II. Explanatory memorandum by Mr Martti Tiuri
CONTENTS
Paragraph numbers
I. Introduction 1-6
II. Health aspects of fine-particle emissions
a. Fine particles and their penetration into the lungs 7 – 16
b. Short-term health effects 17 – 21
c. Long-term health effects 22 – 29
III. Fine-particle emissions: sources and concentrations
a. Sources of fine particles 30 – 38
b. Concentrations of fine particles 39 – 49
IV. Reduction of fine-particle emissions
a. Reduction of emissions 50 – 55
b.

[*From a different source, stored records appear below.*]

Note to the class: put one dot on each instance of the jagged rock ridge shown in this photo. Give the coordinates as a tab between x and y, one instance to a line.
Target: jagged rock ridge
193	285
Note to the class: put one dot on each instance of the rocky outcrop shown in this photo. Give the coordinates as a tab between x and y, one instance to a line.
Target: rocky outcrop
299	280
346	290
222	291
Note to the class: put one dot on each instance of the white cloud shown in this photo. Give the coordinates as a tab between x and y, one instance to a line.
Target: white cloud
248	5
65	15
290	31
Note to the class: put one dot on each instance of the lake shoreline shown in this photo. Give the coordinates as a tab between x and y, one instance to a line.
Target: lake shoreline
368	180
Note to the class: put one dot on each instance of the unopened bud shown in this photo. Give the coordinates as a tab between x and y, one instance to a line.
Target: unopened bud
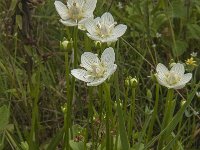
133	82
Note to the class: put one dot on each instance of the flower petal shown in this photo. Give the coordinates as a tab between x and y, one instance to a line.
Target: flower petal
68	22
88	59
119	30
61	9
161	81
80	74
91	27
161	70
97	82
94	37
178	69
107	18
108	56
90	5
111	69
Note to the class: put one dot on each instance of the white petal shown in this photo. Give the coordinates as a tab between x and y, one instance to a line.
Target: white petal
88	59
161	81
178	68
80	74
85	20
94	37
161	70
111	69
107	18
110	39
108	56
61	9
185	79
68	22
119	30
91	27
97	82
71	2
90	5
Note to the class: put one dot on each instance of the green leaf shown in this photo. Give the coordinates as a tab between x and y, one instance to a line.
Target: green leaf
178	9
193	31
179	48
76	145
19	21
4	113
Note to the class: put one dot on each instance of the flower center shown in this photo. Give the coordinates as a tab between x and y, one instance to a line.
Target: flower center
104	30
98	70
75	12
172	78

Directives for fine-particle pollution 56 – 65
I. INTRODUCTION
1. It has become apparent in recent years that fine particles, mainly generated by combusion processes and suspended in the air constitute a major health hazard. Research results indicate that in Europe fine particles cause hundreds of thousands of cases of illness and hospital visits each year and tens of thousands, perhaps even hundreds of thousands, of deaths. These suspended particles cause allergies, asthma, cardiovascular and respiratory illnesses and even increase the incidence of cancers.
2. According to the latest research results, particles smaller than 2.5 thousandths of a millimetre (PM2.5, Particulate Matter 2.5) are especially dangerous. When inhaled, they go all the way into the pulmonary alveoli, the air cells of the lung, whereas larger particles are trapped in the nose and throat and are therefore not so dangerous.

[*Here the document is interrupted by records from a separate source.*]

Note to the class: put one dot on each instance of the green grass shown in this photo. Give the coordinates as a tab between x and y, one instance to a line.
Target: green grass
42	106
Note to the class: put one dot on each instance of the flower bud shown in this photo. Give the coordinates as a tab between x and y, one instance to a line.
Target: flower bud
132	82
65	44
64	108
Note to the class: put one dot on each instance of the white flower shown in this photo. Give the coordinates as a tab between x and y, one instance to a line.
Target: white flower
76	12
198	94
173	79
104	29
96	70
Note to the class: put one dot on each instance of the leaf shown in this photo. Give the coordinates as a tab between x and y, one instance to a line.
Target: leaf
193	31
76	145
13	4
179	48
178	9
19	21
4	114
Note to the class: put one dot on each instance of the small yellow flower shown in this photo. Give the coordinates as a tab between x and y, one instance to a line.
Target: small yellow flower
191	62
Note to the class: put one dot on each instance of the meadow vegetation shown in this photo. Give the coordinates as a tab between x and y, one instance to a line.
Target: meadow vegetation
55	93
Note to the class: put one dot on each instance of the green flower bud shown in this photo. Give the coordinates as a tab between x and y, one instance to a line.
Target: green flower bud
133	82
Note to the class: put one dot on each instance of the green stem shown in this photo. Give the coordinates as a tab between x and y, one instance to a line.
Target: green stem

3. PM2.5 particles are produced by power stations and internal combusion engines and in general when material is burned. Some of them are solid soot or carbon particles emitted into the atmosphere from combustion processes, and to which many kinds of toxic compounds have attached themselves. Part of the fine particles are created in the atmosphere when nitrogen and sulphur emissions are converted into acidic particles, i.e. nitrates and sulphates. They can be carried thousands of kilometres by air currents and deposited evenly over large areas as air pollution. In urban areas, traffic emissions increase local concentrations of fine particles.

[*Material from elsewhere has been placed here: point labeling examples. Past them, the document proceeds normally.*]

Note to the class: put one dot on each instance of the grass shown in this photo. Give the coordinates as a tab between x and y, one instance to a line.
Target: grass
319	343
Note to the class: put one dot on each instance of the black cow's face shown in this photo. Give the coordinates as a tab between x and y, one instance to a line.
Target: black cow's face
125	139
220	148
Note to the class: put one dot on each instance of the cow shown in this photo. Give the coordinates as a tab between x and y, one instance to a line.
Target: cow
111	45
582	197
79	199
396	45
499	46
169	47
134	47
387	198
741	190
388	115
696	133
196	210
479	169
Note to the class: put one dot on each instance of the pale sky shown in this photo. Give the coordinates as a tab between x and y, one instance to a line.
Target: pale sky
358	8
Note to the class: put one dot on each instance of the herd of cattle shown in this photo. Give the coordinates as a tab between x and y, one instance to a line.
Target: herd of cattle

4. Epidemiological studies indicate that temporary high concentrations of fine particles, i.e. episodes lasting a day or two, increase morbidity and hospitalisations as well as deaths in direct proportion to the rise in the pollution level. The latest studies indicate that long-term exposure to fine particles increases mortality in direct proportion to concentration. At the concentrations of fine particles commonly recorded nowadays, mortality increases several percent.
5. The detrimental impact on health of fine particles is so great that action to reduce them is essential. There are now European standards for total suspended particles (TSP) and standards of PM10 particles, (i.e. particles less than 10 thousandths of a millimetre in size) are under consideration. Most TSP particles and perhaps a half of PM10 particles originate in the soil and are not as dangerous as PM2.5 ones. The work of monitoring PM2.5 particles and drafting standards, setting permissible concentrations, must now begin.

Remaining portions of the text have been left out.